US keeps watch over security risks from Chinese telecom devices sold in VN

VietNamNet Bridge - Experts have every reason to be worried about information security risks from telecom devices provided by Chinese manufacturers.

Vietnam, Huawei, information security

Last year, problems were found with 1,000 modems HG8045A imported by the Vietnam Post and Telecom Corporation (VNPT) from Huawei, a large Chinese large telecom device manufacturer.

VNPT customers complained they could not change passwords and had to use a default password provided by the supplier.

Dang Anh Son, deputy director of VNPT Hanoi, explained at a press conference held to clarify the problem that VNPT’s technicians made mistakes when providing the wrong password to clients.

The password provided to clients should have been reserved for VNPT Hanoi only.

In principle, VNPT uses the password for administrative work.

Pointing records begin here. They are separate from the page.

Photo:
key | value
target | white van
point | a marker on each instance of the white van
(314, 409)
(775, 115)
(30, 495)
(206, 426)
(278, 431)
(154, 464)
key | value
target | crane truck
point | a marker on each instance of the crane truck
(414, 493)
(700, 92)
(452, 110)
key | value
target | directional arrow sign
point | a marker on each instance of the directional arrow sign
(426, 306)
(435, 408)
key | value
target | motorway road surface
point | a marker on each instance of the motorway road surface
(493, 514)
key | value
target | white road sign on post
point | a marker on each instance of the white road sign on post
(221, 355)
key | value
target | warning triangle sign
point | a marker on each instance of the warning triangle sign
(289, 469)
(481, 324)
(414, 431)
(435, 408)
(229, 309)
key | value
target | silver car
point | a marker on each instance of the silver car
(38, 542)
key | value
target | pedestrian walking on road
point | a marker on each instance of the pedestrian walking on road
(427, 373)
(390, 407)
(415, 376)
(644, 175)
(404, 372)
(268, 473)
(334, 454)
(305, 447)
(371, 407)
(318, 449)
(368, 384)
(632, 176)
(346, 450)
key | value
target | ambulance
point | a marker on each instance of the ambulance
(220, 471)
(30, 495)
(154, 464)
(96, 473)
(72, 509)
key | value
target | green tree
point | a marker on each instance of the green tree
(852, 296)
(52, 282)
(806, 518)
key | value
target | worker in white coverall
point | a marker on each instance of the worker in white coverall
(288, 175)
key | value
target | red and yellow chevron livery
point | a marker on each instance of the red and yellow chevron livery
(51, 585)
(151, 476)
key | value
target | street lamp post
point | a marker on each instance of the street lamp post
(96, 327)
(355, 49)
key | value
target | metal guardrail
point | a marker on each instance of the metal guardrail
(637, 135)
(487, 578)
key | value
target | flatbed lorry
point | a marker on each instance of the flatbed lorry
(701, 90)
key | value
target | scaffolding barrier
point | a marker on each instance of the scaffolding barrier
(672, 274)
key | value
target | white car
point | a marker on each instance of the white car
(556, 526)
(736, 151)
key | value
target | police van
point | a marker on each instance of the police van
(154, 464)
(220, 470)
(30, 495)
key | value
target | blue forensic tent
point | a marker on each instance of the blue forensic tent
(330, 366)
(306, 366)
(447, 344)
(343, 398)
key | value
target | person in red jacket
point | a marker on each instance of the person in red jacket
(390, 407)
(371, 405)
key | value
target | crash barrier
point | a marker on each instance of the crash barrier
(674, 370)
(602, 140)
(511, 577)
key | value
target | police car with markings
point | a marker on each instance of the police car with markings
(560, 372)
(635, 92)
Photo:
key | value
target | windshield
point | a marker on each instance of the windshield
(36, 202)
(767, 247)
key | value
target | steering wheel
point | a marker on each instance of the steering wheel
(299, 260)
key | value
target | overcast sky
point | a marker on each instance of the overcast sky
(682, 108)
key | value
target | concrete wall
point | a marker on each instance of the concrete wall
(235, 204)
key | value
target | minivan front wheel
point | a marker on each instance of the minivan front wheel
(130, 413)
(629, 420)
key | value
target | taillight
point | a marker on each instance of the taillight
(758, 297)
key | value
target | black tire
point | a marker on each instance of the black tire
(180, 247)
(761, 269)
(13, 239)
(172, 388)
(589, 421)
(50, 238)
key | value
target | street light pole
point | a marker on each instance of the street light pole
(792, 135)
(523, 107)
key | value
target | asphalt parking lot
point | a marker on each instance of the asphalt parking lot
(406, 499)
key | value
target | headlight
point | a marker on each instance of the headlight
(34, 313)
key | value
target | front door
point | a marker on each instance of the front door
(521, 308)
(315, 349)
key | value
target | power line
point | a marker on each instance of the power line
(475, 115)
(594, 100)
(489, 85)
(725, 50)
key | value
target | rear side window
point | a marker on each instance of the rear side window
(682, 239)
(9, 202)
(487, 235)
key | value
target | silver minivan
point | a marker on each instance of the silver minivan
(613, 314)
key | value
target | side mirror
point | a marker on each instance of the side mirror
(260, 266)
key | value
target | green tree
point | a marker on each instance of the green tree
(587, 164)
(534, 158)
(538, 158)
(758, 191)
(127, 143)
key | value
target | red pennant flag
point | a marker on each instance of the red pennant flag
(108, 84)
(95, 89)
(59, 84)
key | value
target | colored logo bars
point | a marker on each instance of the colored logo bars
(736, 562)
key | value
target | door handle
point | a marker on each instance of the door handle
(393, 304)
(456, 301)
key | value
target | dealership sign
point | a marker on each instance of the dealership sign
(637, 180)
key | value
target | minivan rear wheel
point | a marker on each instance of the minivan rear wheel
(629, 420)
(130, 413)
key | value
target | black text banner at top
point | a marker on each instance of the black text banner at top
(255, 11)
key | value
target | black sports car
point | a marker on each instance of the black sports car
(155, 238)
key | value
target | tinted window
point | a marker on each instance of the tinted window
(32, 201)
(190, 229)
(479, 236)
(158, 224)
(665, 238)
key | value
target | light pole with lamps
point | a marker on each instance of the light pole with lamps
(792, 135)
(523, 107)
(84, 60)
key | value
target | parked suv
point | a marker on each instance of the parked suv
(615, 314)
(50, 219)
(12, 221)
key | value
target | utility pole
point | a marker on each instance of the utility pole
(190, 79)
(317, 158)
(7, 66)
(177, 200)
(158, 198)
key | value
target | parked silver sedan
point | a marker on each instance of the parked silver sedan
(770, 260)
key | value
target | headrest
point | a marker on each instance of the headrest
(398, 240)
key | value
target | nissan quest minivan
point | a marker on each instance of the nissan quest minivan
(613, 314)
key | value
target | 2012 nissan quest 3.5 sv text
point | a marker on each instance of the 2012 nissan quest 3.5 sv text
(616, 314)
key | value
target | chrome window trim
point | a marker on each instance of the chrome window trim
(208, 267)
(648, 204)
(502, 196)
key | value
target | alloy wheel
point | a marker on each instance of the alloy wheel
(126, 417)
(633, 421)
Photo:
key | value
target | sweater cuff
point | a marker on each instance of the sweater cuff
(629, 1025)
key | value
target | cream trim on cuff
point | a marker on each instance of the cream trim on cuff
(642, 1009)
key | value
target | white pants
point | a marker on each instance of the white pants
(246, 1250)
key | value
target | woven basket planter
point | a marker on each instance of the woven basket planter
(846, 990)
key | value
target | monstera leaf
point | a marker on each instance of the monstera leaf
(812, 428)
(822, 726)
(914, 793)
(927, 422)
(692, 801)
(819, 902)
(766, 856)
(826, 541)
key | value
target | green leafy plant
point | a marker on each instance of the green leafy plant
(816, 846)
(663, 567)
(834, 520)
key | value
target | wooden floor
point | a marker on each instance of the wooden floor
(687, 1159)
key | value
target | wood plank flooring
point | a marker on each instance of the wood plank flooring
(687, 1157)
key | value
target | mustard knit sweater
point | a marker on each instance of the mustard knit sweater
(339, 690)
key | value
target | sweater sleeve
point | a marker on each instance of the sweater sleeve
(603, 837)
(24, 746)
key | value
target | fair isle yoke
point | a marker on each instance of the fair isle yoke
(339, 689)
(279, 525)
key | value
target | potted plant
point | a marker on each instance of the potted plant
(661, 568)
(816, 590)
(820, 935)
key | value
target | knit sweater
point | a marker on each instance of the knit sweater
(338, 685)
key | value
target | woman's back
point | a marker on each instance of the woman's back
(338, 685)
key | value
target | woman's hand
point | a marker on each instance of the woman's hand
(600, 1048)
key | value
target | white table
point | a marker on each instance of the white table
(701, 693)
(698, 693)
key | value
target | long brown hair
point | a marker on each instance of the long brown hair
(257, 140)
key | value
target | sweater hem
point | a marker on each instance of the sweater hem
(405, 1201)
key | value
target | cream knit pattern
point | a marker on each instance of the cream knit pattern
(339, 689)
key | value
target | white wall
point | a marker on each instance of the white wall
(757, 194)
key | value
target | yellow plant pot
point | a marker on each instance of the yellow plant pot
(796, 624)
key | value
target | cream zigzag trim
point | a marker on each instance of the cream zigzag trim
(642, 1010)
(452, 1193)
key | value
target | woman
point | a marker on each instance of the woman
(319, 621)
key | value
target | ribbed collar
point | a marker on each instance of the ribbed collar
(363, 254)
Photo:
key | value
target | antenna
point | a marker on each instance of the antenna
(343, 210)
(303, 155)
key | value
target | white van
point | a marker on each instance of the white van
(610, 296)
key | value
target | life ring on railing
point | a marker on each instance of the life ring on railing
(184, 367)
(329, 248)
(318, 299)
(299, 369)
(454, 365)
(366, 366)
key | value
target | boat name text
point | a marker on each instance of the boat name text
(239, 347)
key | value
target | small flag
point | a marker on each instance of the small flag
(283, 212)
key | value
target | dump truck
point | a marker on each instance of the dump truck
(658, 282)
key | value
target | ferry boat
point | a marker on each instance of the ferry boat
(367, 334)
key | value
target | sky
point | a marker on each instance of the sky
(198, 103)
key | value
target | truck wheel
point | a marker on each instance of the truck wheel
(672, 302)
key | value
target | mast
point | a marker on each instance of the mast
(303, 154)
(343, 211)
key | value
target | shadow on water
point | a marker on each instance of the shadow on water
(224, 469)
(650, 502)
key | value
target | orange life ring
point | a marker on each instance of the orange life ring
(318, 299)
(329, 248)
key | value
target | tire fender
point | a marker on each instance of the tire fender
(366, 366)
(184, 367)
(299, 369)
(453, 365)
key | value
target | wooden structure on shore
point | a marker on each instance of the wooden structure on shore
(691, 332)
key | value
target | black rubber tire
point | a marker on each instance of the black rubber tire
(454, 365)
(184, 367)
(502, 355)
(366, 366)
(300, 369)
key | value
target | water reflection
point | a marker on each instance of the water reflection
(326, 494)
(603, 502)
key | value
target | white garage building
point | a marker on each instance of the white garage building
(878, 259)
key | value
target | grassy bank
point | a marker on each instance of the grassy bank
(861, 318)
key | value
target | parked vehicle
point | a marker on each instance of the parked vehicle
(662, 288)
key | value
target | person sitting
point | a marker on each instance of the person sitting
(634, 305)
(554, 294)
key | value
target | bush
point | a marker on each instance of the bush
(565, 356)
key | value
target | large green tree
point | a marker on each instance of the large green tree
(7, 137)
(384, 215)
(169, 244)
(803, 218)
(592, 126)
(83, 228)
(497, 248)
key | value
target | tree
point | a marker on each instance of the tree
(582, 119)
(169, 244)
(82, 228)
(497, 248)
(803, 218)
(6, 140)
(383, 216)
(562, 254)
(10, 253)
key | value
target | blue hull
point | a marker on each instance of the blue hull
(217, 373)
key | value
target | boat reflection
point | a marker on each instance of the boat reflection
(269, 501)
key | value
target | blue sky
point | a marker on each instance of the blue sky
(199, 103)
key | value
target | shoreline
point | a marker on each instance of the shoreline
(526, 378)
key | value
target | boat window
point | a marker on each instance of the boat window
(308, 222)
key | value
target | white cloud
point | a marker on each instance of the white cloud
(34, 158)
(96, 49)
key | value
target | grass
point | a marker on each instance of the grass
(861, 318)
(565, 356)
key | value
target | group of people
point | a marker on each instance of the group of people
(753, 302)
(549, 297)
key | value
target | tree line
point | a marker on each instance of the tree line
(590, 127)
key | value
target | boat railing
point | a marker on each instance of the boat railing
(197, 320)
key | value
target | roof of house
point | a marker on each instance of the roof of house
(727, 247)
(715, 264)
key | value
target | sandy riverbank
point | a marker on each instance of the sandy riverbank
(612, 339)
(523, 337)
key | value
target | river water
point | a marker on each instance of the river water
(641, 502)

If customers complain about service quality, VNPT workers will, through the password, check the quality of the transmission line and modem’s usability. Only the service provider has the right to change the password.

Meanwhile, security experts said that customers could possibly have their activities controlled by other users of the same LANs.

Ngo Tuan Anh, vice president of BKAV, a well-known internet security service provider, said that it would be very dangerous if manufacturers  are allowed to interfere with the devices from a distance and change the modem’s configuration.

For example, in the ‘best-case’ scenario, infiltrators could cause changes to the modem configuration, thus making it unable for users to connect to the internet.

In the ‘worst-case’ scenario, hackers could penetrate the systems intentionally, hijack DNS server, and drive the users’ access to hackers’ servers so as to install malware and create  a back door for their tentative attacks. 

A source said that thousands of Huawei HG8045A have been allocated by VNPT to its local branches. 

All the customers registering to use VNPT’s FTTH services have been provided the user name/password telecom admin/admintelecom. However, it is a surprise that only the customers in Hanoi could not change the password.

Dr. Le Duy Thac, member of the Science Council of the Vietnam Science & Technology Academy, said in Dat Viet that experts have every reason to worry about security risks, while it would be even more serious if unsecured devices are installed at state agencies.

The anticipated high risk with information security is the reason why the US and South Korea refused Huawei’s devices. Meanwhile, Vietnamese telephone and computer manufacturers have been importing components and finished products mostly from China to assemble and distribute domestically.

He said “better safe than sorry” is the principle useful for everyone.

However, an analyst commented that sometimes Vietnam needs to make a compromise between two measures – either saying ‘no’ to the imports from China, or continue to use Chinese products until Vietnam can make the products.